Dr. Scammell: And so theres something weird that happens— the orexin neurons are dead and gone— but then the cataplexy lags way behind.

Julie: Wow! That’s really interesting!

Dr. Scammell: So, yeah. It may be that some of the symptoms that we see are not— directly a consequence of orexin neuron loss, or orexin peptide loss— but rather, they’re a response to how the brain is trying to adjust. More on that later. 

Julie: Yeah. And I— so I think, that you raised another really important thing which is kind of a question I hear a lot from people, well— you know if you had a type 2 narcolepsy diagnosis for— 10 years could you all at once spontaneously develop cataplexy at that point.

Dr. Scammell: Mm. It does happen occasionally. It’s unusual. If you follow those people, and Dr. Mignot has a nice paper on this— a pretty good number of them, like maybe 25% of those people who start off— without cataplexy— but have low orexin levels, about 25% of those people will develop cataplexy eventually, but it can take years. And so it’s possible that— again, maybe there’s some ongoing loss of orexin neurons, or maybe— it’s just the brain adjusting to that situation. But, yes— type 2 narcolepsy occasionally does evolve into type 1 narcolepsy. 

Julie: Of course there’s also cases I hear of— of, someone being asked, like— oh, do you collapse over? With emotion or— do loss of muscle tone. And someone will say, no, I don’t do that! And uh, not realizing until they hear, more— from other people living with narcolepsy and cataplexy, like— oh— so it could be that I just lose my smile, you know, when I laugh, or— just a little bit of my jaw or my eyes fluttering— so, its really, I mean I’m sure that for this they really draw it out, who really has cataplexy or not, but it is interesting how— it’s still hard for people to even understand sometimes— when they’re being asked about it. 

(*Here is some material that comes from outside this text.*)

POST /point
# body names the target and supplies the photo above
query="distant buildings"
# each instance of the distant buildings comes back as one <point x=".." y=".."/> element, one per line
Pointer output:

Dr. Scammell:  And this is where working with a doctor who’s— who knows narcolepsy well can be very helpful, so that they’re asking the right questions because— yeah, no, if you only ask— do you fall down when you laugh? You’re going to miss a lot of cataplexy. Sure, that happens a bunch— but, I think for every episode of full-blown, fall-down cataplexy, many people have 10 times as many partial episodes. Where, as you say, your face goes slack, the eye lids close, their head bobs forward, their speech gets slurred— stuff like that. 

Dr. Scammell: This is a little more detail than most people might care for, but— we’ll just— I’ll try to get through it quickly. 

Julie: No, you have the science nerds here! It’s good, it’s good! 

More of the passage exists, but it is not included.